High-Availability Tensorflow Serving with ELB

Question

Pulumi · Accepted Answer

To create a high-availability TensorFlow Serving setup with an Elastic Load Balancer (ELB) using Pulumi, you'd generally follow these steps:

1. **Set up an Auto Scaling Group**: This allows you to have a cluster of EC2 instances that can grow or shrink based on demand, ensuring high availability and fault tolerance for your TensorFlow Serving application.
2. **Create an Elastic Load Balancer**: The ELB will automatically distribute incoming application traffic across the EC2 instances in the Auto Scaling Group.
3. **Configure Health Checks**: Proper health checks will ensure that the ELB can detect if an instance becomes unhealthy and stop sending traffic to it, rerouting traffic to healthy instances instead.
4. **Set up Security Groups**: Security groups act as virtual firewalls for your EC2 instances, controlling both inbound and outbound traffic at the instance level.

Below is a Pulumi program written in Python that sets up this architecture on AWS. The program provisions an Auto Scaling Group of EC2 instances serving TensorFlow, and places an ELB in front of it to manage the incoming traffic and ensure high availability.

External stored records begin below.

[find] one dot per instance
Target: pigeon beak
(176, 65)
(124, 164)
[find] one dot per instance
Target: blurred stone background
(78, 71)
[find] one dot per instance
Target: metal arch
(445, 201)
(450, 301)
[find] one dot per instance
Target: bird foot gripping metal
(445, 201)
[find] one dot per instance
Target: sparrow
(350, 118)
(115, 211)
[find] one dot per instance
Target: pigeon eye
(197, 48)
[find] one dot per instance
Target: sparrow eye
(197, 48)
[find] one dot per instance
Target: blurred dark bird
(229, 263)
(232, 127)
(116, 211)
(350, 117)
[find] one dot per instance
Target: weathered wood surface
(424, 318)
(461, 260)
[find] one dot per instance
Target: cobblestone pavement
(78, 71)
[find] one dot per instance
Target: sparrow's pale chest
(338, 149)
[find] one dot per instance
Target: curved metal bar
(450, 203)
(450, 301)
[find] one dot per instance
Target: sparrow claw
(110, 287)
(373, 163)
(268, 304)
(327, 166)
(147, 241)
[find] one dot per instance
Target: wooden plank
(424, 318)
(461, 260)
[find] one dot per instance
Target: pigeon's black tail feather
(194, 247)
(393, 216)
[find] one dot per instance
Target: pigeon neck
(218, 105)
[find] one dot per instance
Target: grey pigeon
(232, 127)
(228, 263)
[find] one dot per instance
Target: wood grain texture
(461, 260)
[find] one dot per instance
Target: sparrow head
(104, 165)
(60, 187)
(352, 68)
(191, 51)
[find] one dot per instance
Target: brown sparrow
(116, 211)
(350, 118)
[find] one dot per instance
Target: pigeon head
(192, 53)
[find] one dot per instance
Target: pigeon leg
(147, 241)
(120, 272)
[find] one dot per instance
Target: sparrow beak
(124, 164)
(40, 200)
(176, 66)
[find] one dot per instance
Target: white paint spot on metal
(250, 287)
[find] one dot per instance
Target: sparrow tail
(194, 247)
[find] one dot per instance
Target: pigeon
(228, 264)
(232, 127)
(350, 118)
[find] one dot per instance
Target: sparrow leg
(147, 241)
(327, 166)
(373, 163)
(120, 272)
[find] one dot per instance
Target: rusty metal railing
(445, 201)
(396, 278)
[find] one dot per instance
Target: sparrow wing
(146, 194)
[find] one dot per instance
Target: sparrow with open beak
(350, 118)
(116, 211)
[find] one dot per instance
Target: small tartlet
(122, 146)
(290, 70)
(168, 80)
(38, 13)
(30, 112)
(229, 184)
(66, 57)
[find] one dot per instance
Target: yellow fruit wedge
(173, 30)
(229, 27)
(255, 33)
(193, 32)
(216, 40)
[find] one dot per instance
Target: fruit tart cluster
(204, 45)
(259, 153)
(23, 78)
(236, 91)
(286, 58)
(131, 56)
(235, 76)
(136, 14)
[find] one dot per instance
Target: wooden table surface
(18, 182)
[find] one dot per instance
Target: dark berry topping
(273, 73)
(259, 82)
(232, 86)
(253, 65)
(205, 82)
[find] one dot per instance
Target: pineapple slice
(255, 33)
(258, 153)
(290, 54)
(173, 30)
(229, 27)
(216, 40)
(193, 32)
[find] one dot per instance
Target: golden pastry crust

This program assumes you have an AMI with TensorFlow Serving already installed.

```python
import pulumi
import pulumi_aws as aws

# Create a Security Group for the EC2 instances that will serve TensorFlow
tf_serving_security_group = aws.ec2.SecurityGroup('tf-serving-sg',
    description='Allow TensorFlow Serving traffic',
    ingress=[
        # Assuming TensorFlow Serving is on port 8500
        {'protocol': 'tcp', 'from_port': 8500, 'to_port': 8500, 'cidr_blocks': ['0.0.0.0/0']}
    ])

# Create an Auto Scaling Group configuration
# This launch configuration uses an existing AMI with TensorFlow Serving pre-installed
tf_serving_launch_configuration = aws.ec2.LaunchConfiguration('tf-serving-launch-config',
    image_id='ami-12345',  # Replace this with your TensorFlow Serving AMI ID
    instance_type='t2.medium',  # Choose an instance type appropriate for your needs
    security_groups=[tf_serving_security_group.id])

# Create an Auto Scaling Group
tf_serving_auto_scaling_group = aws.autoscaling.Group('tf-serving-asg',
    desired_capacity=2,
    min_size=1,
    max_size=3,
    launch_configuration=tf_serving_launch_configuration.id,
    vpc_zone_identifiers=[
        'subnet-12345',  # Replace with your VPC subnets
        'subnet-67890',
    ])

# Create an Elastic Load Balancer
tf_serving_load_balancer = aws.elb.LoadBalancer('tf-serving-elb',
    security_groups=[tf_serving_security_group.id],
    subnets=[
        'subnet-12345',  # Replace with your ELB subnets
        'subnet-67890',
    ],
    listeners=[
        {'instance_port': 8500, 'instance_protocol': 'http', 'lb_port': 80, 'lb_protocol': 'http'},
    ],
    health_check={
        'healthy_threshold': 2,
        'unhealthy_threshold': 2,
        'timeout': 3,
        'target': 'HTTP:8500/',
        'interval': 30,
    })

# Associate the ASG with the ELB
tf_serving_asg_attachment = aws.autoscaling.Attachment('tf-serving-asg-attachment',
    autoscaling_group_name=tf_serving_auto_scaling_group.id,
    elb=tf_serving_load_balancer.id)

# Export the DNS name of the ELB to access the TensorFlow Serving application
pulumi.export('tf_serving_elb_dns', tf_serving_load_balancer.dns_name)
```

In this program:

- We use the `aws.ec2.SecurityGroup` to create a security group that allows traffic on the TensorFlow Serving port, which is typically 8500.
- An `aws.ec2.LaunchConfiguration` resource is created specifying the AMI and the type of EC2 instance.
- `aws.autoscaling.Group` represents our Auto Scaling Group, which is configured to keep between 1 to 3 instances of our serving application based on demand.
- The `aws.elb.LoadBalancer` creates a new Elastic Load Balancer to distribute traffic across instances within the Auto Scaling Group.
- `aws.autoscaling.Attachment` associates the Auto Scaling Group with the Elastic Load Balancer.
- A `pulumi.export` statement is used at the end to output the DNS name of the Load Balancer, through which you can access the TensorFlow Serving endpoint.

Before running this Pulumi program, replace the placeholders (like the AMI ID and subnet IDs) with actual values from your AWS account setup. The AMI should have TensorFlow Serving installed and configured to start on boot. Make sure to configure Pulumi to connect to your AWS account, and choose an appropriate region for deploying your resources.